Table 2 Experimentally determined 3JNH,Hα coupling values (Hz) in the residues of CATWEAMEKCK in methanol at T = 320–260 K, ΔδNH/ΔT (ppb K−1) and chemical shifts of hydrogen atoms Hα (ppm, referenced to CD3OH, δ = 3.31). Corresponding values for the tripeptide EAM are shown in parenthesis
T/K 320 300 280 260 ΔδNH/ΔT δ(Hα)
a Not determined because of a signal overlap, signal broadening or fast chemical exchange process.
C1 5.2 5.0 4.9 4.7 −6.5 4.30
A2 4.5 4.6 4.5 4.2 −5.6 4.27
T 4.00
W 4.4 4.6 4.5 −5.6 4.39
E5 4.4 (6.6) 3.8 (6.3) 3.4 (6.3) −6.4 (−5.6) 3.93 (4.28)
A6 4.5 4.6 (6.2) 4.4 (6.1) 4.3 (6.0) −3.5 (−6.7) 4.03 (4.28)
M 4.8 4.8 (7.9) 4.7 (7.9) 4.4 (7.8) −3.7 (−6.2) 4.13 (4.43)
E8 4.7 4.7 4.4 −3.8 3.97
K9 5.4 5.1 4.9 −4.2 4.08
C10 6.7 6.5 6.3 5.9 −1.1 4.30
K11 4.24


In addition, we calculated the J-coupling values for ideal α-helical, extended, and PPII conformations of all seven tripeptides (see Table S9 in the ESI), to show that the experimentally determined values fit in the range of the calculated results.
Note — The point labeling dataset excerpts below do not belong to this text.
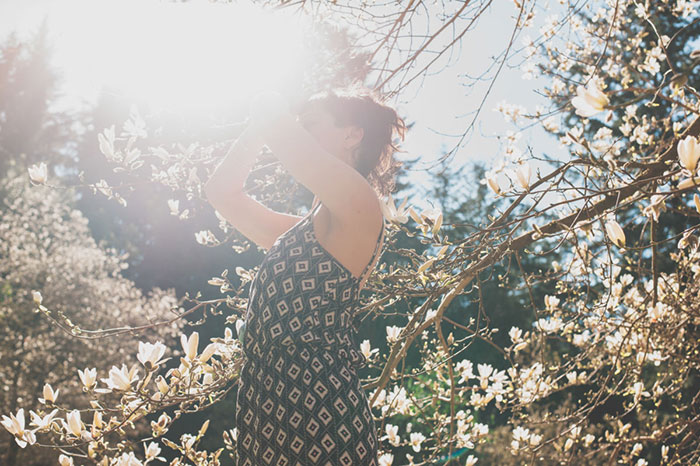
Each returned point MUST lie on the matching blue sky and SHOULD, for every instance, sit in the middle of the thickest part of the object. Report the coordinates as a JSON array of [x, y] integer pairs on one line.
[[439, 104]]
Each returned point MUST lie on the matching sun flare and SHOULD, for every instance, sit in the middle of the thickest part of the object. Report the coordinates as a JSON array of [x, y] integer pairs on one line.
[[185, 56]]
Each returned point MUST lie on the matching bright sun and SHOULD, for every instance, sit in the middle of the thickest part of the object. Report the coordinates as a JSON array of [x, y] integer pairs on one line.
[[184, 56]]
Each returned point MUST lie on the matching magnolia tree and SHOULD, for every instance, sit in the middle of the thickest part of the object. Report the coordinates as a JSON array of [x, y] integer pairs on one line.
[[56, 286], [605, 371]]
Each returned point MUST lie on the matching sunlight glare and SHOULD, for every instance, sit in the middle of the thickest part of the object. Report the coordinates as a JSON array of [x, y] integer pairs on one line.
[[184, 56]]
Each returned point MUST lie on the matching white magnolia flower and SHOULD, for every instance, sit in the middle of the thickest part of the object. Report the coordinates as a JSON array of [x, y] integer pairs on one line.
[[205, 237], [150, 354], [174, 206], [392, 434], [689, 153], [209, 351], [121, 379], [367, 349], [152, 451], [38, 174], [15, 425], [431, 220], [88, 377], [49, 395], [106, 141], [74, 425], [615, 233], [189, 345], [589, 100], [42, 423], [485, 370], [392, 333], [689, 182], [466, 369], [416, 440], [657, 205], [515, 334], [551, 302], [523, 175], [393, 214], [128, 459], [493, 184]]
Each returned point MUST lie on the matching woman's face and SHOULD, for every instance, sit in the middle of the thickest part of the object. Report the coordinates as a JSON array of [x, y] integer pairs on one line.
[[321, 125]]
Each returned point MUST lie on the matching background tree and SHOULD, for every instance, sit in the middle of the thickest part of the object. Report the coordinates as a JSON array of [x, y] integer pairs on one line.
[[595, 364]]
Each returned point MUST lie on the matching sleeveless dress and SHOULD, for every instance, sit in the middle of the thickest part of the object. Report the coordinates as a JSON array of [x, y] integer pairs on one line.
[[299, 398]]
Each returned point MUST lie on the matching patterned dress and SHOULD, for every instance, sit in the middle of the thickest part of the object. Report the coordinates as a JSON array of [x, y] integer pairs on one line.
[[299, 399]]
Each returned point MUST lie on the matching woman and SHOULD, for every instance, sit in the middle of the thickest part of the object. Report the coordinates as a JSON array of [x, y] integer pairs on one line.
[[299, 398]]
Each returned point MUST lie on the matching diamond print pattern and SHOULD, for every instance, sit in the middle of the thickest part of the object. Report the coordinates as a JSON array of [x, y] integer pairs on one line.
[[300, 401]]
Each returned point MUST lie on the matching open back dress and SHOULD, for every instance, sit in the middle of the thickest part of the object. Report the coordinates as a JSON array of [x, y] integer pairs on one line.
[[299, 399]]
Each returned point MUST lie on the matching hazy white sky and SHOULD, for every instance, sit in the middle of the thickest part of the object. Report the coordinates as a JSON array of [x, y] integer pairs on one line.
[[93, 38]]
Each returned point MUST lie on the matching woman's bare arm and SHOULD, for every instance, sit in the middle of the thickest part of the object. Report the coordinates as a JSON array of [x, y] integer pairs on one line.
[[344, 191], [224, 191]]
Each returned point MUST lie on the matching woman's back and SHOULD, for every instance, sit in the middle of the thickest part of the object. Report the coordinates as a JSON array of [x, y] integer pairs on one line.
[[300, 400]]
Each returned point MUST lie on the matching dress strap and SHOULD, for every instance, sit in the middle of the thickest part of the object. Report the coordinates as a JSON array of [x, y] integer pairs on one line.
[[377, 248]]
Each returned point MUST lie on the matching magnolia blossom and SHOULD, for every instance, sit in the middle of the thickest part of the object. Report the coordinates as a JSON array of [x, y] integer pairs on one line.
[[589, 100], [551, 302], [485, 371], [466, 369], [387, 459], [658, 204], [152, 451], [493, 184], [49, 395], [689, 182], [431, 219], [523, 175], [38, 174], [392, 434], [615, 233], [367, 349], [393, 214], [106, 142], [15, 425], [120, 379], [189, 345], [88, 377], [128, 459], [42, 423], [73, 423], [416, 440], [689, 153], [149, 354], [174, 206], [392, 333]]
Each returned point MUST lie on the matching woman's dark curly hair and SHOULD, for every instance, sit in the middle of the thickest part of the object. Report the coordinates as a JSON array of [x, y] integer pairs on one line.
[[362, 107]]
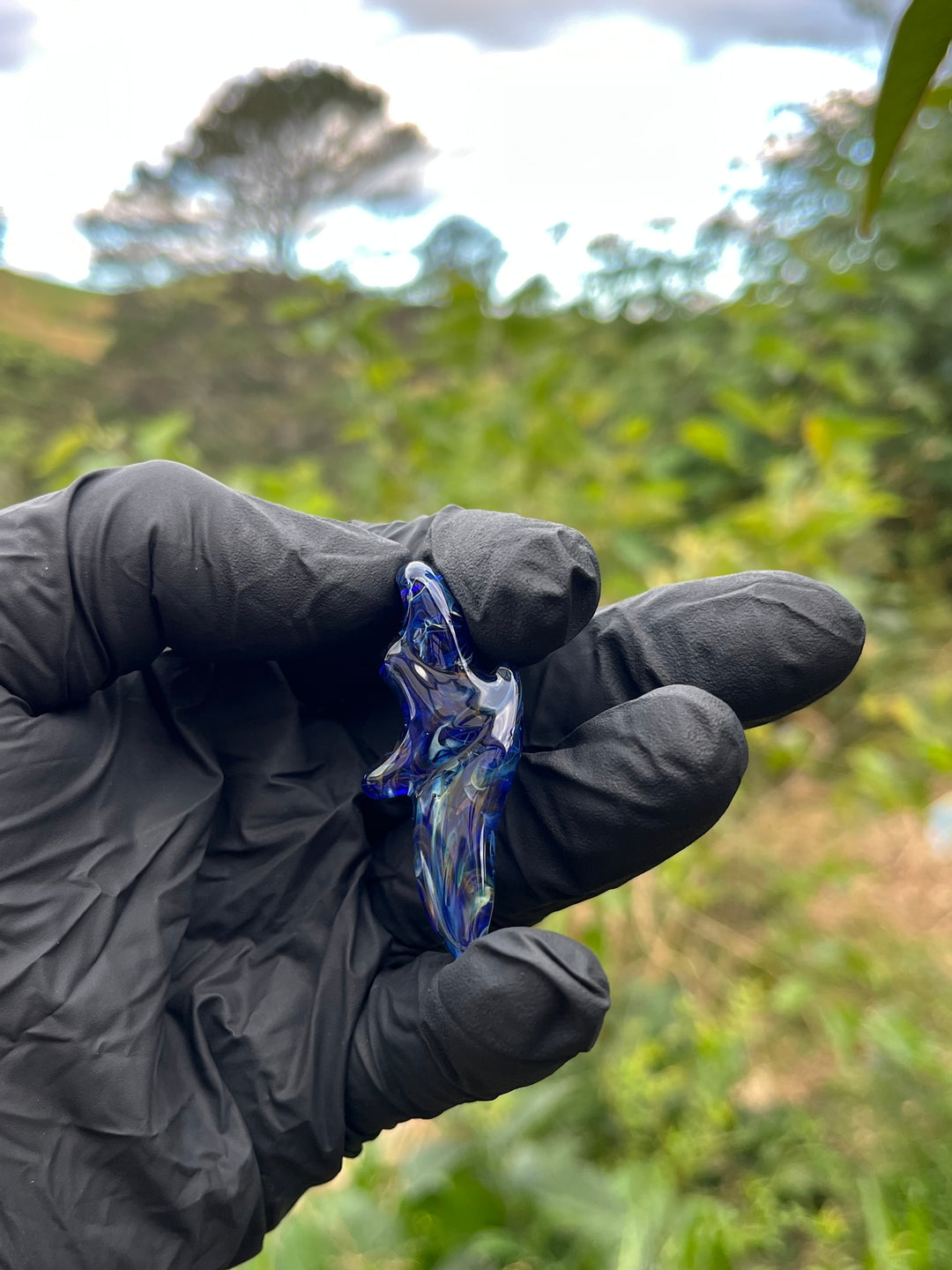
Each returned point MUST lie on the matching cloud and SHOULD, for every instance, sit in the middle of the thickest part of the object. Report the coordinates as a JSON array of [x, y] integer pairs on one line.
[[16, 26], [707, 25]]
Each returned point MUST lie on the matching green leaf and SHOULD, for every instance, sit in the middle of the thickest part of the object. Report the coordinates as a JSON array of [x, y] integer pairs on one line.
[[920, 42]]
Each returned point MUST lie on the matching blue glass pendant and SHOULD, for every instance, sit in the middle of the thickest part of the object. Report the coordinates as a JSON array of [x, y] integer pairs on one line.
[[457, 756]]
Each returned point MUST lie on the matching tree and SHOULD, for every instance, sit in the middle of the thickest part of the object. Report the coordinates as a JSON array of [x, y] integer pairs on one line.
[[458, 248], [265, 161]]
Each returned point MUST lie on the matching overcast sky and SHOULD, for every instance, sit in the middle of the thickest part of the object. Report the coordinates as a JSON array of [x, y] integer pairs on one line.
[[542, 111]]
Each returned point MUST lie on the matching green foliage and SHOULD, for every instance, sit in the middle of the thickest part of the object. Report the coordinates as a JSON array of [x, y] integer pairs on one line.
[[918, 49], [773, 1088]]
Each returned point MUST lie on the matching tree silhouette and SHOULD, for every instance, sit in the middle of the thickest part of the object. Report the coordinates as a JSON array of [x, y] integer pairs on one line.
[[458, 248], [265, 161]]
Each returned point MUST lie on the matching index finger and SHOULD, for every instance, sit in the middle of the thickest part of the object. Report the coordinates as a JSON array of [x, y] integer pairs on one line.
[[764, 643], [97, 579]]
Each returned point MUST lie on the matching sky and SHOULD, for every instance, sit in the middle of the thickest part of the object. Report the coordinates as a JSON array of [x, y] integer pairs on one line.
[[588, 112]]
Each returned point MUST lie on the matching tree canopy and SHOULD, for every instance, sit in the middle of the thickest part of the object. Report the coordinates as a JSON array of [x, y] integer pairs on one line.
[[267, 159]]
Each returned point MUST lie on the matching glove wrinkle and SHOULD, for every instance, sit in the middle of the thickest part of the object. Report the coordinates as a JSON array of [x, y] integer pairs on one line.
[[435, 1033], [764, 643]]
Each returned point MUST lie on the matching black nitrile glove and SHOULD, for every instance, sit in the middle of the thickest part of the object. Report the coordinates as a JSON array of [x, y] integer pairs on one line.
[[216, 975]]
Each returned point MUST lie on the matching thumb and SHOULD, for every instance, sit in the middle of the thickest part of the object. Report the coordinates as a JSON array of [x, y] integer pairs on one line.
[[435, 1033]]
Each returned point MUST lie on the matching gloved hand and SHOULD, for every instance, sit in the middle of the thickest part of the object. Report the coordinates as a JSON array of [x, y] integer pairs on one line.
[[216, 977]]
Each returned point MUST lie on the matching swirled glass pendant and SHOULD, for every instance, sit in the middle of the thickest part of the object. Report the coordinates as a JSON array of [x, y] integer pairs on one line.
[[457, 757]]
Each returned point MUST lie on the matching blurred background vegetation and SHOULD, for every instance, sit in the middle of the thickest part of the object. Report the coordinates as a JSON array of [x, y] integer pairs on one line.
[[773, 1087]]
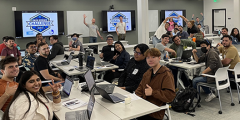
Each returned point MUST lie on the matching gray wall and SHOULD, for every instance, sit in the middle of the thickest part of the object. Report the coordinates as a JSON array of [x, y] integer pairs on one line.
[[7, 15], [191, 6]]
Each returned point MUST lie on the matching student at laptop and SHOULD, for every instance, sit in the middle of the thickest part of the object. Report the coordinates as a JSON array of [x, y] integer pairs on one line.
[[57, 47], [108, 51], [30, 102], [11, 50], [157, 85], [136, 67], [75, 44], [41, 65], [29, 59], [120, 59], [212, 63], [162, 47]]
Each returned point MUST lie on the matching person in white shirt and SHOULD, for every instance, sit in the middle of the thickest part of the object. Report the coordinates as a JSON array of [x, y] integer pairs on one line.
[[121, 29], [162, 29], [30, 102]]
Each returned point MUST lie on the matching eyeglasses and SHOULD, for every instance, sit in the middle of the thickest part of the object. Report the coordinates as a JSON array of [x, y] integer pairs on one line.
[[138, 53]]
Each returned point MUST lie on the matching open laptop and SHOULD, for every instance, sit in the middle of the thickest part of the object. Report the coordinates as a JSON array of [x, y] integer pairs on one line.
[[65, 91], [91, 83], [65, 62], [99, 62], [82, 114], [89, 65]]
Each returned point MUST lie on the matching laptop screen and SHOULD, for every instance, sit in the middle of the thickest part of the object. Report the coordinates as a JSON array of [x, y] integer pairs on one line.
[[90, 105], [67, 85], [90, 62], [89, 79]]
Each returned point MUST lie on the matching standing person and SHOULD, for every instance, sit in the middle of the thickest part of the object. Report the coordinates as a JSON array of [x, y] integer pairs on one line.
[[30, 101], [57, 47], [198, 21], [11, 50], [108, 50], [93, 30], [157, 85], [9, 68], [75, 44], [171, 26], [235, 36], [162, 29], [121, 29]]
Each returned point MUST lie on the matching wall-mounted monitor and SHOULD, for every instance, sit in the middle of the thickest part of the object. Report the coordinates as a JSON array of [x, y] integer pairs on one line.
[[29, 23], [111, 18], [168, 13]]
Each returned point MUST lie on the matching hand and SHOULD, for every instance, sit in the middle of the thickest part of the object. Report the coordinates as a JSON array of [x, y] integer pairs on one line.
[[148, 90], [115, 57], [10, 90], [194, 51], [84, 16], [55, 86]]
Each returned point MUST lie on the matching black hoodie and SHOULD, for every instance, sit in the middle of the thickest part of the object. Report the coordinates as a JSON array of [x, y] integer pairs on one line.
[[57, 49]]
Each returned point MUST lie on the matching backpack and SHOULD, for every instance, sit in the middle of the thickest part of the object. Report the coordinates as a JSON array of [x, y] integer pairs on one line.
[[184, 100]]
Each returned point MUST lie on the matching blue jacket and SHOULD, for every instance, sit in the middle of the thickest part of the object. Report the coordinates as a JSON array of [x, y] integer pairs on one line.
[[121, 60]]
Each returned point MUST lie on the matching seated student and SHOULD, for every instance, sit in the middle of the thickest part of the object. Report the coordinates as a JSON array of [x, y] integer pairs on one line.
[[57, 47], [136, 67], [212, 63], [108, 51], [229, 53], [157, 85], [11, 50], [8, 87], [41, 65], [76, 45], [29, 59], [4, 44], [162, 47], [30, 102], [120, 59], [235, 36], [182, 34]]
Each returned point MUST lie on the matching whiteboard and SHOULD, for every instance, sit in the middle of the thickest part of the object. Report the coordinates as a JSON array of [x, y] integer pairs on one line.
[[75, 22], [153, 20]]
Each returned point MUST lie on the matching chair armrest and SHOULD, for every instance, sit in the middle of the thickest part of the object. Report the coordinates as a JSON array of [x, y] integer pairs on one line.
[[207, 75]]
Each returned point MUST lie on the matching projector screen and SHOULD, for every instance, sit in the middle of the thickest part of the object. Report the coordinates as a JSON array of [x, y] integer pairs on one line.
[[45, 23], [113, 19]]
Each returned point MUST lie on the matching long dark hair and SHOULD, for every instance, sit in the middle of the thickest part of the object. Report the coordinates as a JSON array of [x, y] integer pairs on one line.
[[237, 36], [21, 89], [115, 51]]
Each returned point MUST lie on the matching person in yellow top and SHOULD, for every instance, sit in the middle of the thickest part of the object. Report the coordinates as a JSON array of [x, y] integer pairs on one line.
[[229, 53]]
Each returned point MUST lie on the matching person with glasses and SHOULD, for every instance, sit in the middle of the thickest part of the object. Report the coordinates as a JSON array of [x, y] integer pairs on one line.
[[136, 67], [29, 59], [41, 65], [57, 47], [108, 50]]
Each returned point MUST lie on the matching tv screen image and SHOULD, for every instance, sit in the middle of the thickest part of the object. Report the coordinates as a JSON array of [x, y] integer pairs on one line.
[[113, 19], [45, 23]]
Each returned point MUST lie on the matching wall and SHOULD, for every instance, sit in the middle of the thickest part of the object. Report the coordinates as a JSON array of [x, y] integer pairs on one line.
[[7, 15], [191, 6]]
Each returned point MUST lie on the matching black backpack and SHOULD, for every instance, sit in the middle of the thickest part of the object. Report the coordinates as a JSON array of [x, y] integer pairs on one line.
[[183, 102]]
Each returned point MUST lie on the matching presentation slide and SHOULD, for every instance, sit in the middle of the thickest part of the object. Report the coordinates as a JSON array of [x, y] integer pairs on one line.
[[175, 13], [45, 23], [113, 19]]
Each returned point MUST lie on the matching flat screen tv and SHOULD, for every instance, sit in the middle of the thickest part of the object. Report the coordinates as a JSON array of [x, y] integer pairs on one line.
[[168, 13], [29, 23], [111, 18]]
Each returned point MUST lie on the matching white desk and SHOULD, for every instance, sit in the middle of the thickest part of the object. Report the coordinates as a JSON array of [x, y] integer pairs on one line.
[[99, 112]]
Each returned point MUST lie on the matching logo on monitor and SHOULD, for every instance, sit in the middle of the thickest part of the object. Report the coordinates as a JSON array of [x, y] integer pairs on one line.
[[115, 19], [40, 23]]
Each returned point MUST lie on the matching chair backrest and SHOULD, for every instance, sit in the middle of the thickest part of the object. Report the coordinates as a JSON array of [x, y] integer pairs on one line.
[[222, 76], [237, 72]]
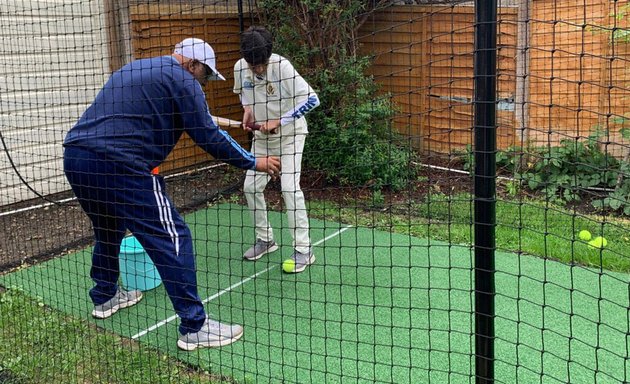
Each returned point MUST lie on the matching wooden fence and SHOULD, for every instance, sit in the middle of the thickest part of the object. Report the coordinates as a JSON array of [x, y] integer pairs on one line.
[[423, 56]]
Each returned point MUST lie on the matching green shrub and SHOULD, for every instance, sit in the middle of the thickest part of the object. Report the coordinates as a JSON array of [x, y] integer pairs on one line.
[[351, 139]]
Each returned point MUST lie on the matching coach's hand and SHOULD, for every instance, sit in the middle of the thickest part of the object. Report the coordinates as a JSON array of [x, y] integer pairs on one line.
[[269, 164]]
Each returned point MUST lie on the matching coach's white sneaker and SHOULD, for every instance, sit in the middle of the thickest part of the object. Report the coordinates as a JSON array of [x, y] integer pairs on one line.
[[211, 334]]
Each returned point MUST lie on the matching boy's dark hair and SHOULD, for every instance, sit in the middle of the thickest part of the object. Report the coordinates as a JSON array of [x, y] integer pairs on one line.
[[256, 45]]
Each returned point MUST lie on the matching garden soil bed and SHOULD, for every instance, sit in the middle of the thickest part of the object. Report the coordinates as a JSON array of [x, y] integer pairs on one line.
[[35, 235]]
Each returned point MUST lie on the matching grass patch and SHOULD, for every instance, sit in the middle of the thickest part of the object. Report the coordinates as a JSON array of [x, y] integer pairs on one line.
[[40, 345], [532, 227]]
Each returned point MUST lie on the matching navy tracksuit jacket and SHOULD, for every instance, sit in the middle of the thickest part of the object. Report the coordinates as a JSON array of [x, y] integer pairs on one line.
[[130, 128]]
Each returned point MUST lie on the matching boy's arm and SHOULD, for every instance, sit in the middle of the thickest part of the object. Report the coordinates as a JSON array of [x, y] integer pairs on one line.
[[304, 97]]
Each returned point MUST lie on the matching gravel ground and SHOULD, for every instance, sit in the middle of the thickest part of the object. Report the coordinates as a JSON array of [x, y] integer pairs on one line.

3.3. QM(DFT-D3)//COSMO-RS conformational sampling

In our previous work, a limited sampling of all 8000 tripeptides was performed,22 employing the calibrated QM protocol.22,51,66. However, only 200 initial conformers were generated for each tripeptide, which covered a rather limited part of their vast conformational space. Therefore, we carried out extensive DFT-D3//COSMO-RS//GFN-2 conformational sampling, as described in Methods, of seven selected tripeptides: presumably pro-helical ALA, DIC, EKF, EAM, and KAM, and pro-extended VIV and IYI. This resulted in 608–5179 final conformers for each tripeptide. The results are summarized in Fig. 7, which compares the energetic distribution of α-helical, extended, and PPII conformers, separately for each amino acid. In this respect, QM calculations can be directly compared to the NMR data discussed above, reflecting the secondary structure of each residue.
image file: d3sc04960d-f7.tif
Fig. 7 Histograms of conformer energies for α-helical, extended, and PPII conformers of seven tripeptides in methanol. Conformer energies were calculated at the BP86-D3(BJ)/def2-TZVPD//COSMO-RS level.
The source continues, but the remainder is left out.